Una bomba atómica de agua fría cayó, súbitamente, sobre la España del optimismo y aplastó su auto estima hasta dejarla paralizada por unas horas. España “la Roja” era borrada del campo por la modesta Suiza, también roja pero mucho menos conocida, mucho menos favorita, mucho más mentalizada, mucho más luchadora. Y aún no nos hemos repuesto.
Los grandes popes del periodismo deportivo se apresuraron a certificar culpabilidades, empezando por proclamar la necesidad de una cura de humildad. Pero una cura de humildad, ¿para quiénes? Se olvidan que han sido ellos, únicamente ellos, a través de los gigantescos altavoces de sus grandes medios, quienes han creado la psicosis colectiva, quienes nos han metido en la cabeza la idea facilona de que vamos a ganar el Campeonato del Mundo en una especie de paseo militar. Por su parte, el seleccionador y sus jugadores han sido cautos, respetuosos, modestos, humildes; quizá su único pecado, que probablemente va implícito en el papel que firman para jugar en la selección, haya sido el de prodigarse en exceso, el de aparecer hasta en la sopa de los anuncios, en asentir, sin afirmarlo tácitamente, que ahí estaban ellos para dar la razón a los cantamañanas del triunfalismo.

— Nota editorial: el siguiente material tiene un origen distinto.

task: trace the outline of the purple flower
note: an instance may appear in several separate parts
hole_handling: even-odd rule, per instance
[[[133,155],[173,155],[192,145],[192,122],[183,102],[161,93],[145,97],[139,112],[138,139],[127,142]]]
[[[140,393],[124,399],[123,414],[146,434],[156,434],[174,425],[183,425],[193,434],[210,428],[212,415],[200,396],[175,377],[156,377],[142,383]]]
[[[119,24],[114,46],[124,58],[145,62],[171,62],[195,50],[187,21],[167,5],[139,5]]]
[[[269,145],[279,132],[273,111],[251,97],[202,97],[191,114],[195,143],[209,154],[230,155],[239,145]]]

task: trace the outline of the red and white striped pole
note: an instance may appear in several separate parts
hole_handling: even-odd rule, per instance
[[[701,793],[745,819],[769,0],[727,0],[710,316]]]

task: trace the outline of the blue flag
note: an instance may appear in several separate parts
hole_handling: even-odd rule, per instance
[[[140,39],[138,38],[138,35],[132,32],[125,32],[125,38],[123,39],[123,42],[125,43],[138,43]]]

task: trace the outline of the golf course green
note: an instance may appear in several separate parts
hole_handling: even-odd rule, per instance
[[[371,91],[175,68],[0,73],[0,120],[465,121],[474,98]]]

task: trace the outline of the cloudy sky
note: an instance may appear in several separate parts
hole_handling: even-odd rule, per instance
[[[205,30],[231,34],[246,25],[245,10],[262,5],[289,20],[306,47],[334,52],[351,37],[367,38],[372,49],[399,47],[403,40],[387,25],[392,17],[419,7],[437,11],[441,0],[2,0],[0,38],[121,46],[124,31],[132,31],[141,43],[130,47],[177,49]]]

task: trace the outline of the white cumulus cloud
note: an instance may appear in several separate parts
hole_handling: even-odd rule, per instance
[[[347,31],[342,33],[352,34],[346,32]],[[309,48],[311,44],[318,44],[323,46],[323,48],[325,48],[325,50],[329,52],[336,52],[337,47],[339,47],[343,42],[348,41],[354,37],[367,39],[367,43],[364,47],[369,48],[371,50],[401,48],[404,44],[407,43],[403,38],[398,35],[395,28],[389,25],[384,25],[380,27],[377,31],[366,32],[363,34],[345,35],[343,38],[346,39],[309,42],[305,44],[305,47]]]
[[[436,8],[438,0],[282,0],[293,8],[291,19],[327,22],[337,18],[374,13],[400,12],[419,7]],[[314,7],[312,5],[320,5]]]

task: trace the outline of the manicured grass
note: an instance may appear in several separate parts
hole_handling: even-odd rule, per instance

En consecuencia, la cura de humildad debe ser para quienes han vendido la piel del oso antes de cazarlo, para quienes han encontrado un filón mediático en subir la moral, hasta el paroxismo, a unos cuantos millones de españoles. En ningún caso debiera usarse el reproche como arma arrojadiza contra quienes no han hecho sino seguir la estela apacible de sus éxitos anteriores, sus formas, su juego, aunque, eso sí, sin el añadido necesario de un gramo de lo que antes llamábamos “furia española”, que buena falta les hubiera hecho en el partido inaugural. En cualquier caso, vamos a compartir las culpas y vamos a dejarnos de falsas humildades. No sé si hay tiempo para la rectificación ni si vamos a llegar muy lejos tras este monumental batacazo. Pero el fútbol no es una ciencia exacta, razón por la cual siempre se puede esperar que las cosas cambien porque cambien las actitudes.

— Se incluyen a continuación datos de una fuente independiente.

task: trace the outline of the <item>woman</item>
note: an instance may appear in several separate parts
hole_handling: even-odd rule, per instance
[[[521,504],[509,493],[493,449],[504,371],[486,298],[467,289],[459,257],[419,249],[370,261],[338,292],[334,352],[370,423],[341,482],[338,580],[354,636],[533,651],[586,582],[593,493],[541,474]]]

Me temo que, irremediablemente, los inspiradores de calentamientos colectivos volverán a la carga, porque no les será permitido perder audiencia. Me temo que, pese a ello, bajará el nivel de optimismo de las masas, que ya no creerán tanto a los predicadores del cielo. Me temo que los jugadores también dejarán de fiarse de tanta prospectiva gratuita de éxito y añadirán a su juego preciosista un poquito más de ardor guerrero. Y supongo que, como consecuencia de todo ello, en el próximo partido de la selección nos encontraremos todos un poquito más integrados en la auténtica realidad, pisando tierra firme, lejos de las nubes de colores.

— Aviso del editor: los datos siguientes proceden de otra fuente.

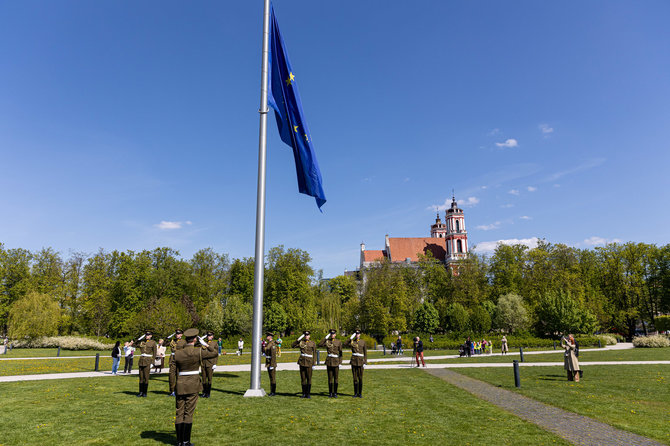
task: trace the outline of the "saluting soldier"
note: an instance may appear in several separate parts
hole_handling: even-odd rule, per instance
[[[368,346],[361,339],[361,331],[351,335],[344,344],[351,347],[351,372],[354,374],[354,398],[363,398],[363,366],[368,363]]]
[[[304,338],[304,339],[303,339]],[[302,383],[302,396],[300,398],[311,398],[312,392],[312,366],[314,366],[314,355],[316,355],[316,344],[309,339],[309,331],[304,331],[291,347],[300,347],[300,382]]]
[[[177,367],[177,385],[175,406],[177,413],[174,427],[177,432],[177,444],[191,446],[191,428],[193,427],[193,412],[198,403],[198,393],[202,390],[200,381],[200,364],[218,356],[217,349],[202,349],[196,347],[198,330],[189,328],[184,332],[186,345],[177,350],[175,364]]]
[[[174,361],[174,355],[177,350],[181,350],[186,345],[186,341],[182,339],[184,332],[178,328],[174,332],[174,339],[170,341],[170,373],[168,374],[168,382],[170,383],[170,396],[175,396],[174,386],[177,384],[177,364]]]
[[[330,330],[328,335],[319,342],[319,347],[326,347],[326,369],[328,371],[328,398],[337,398],[337,385],[342,363],[342,341],[336,339],[337,331]]]
[[[214,351],[216,356],[213,358],[204,359],[202,361],[202,385],[204,390],[202,395],[203,398],[209,398],[209,394],[212,392],[212,376],[214,375],[214,368],[216,367],[216,361],[219,358],[219,346],[214,340],[214,332],[207,332],[207,339],[205,340],[207,345],[203,345],[203,350]]]
[[[153,333],[147,331],[144,333],[145,339],[140,342],[140,361],[138,368],[140,371],[140,393],[137,396],[146,397],[147,390],[149,390],[149,376],[151,374],[151,364],[154,363],[156,355],[158,355],[158,344],[151,339]]]
[[[274,333],[265,333],[267,344],[265,345],[265,367],[270,375],[270,394],[275,396],[277,391],[277,343],[274,341]]]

En mi trayectoria periodística hubo etapas en las que asumí responsabilidades plenas en la sección de Deportes de algunos de los periódicos en que trabajé. Viví historias de aficiones fanatizadas, de presidentes ególatras, de entrenadores contundentes y de ídolos del centro del campo. El mejor Málaga de su historia, equipo revelación, con Marcel Domingo, entrenador irascible y mediático, la mejor clasificación en Primera, y treinta y cinco mil gargantas desgañitándose en “La Rosaleda” al unísono grito de “Vibeeeeerttiiii”, daban de sobra para que abasteciéramos al personal de buenas dosis de auto estima. Pero no lo hicimos así. Toda la prensa deportiva malagueña fue crítica, a pesar de que las cosas iban mejor que nunca. Y estoy convencido de que, asumiendo cada una de las partes su responsabilidad y sus obligaciones, el resultado global fue bastante satisfactorio. El entrenador controló a sus jugadores (excepto a Viberti, claro), nosotros controlamos al entrenador y los aficionados nos controlaron a nosotros. Hubo alegrías inmensas, disputas de egos envanecidos, heridas leves de vanidades rotas, pero, aún salvando las distancias existentes entre los ecos de un club provincial y los de la selección nacional, no cayó nunca una bomba atómica de agua helada que dejara machacada a la afición, como ha ocurrido ahora en el ámbito territorial y emocional de todo un país.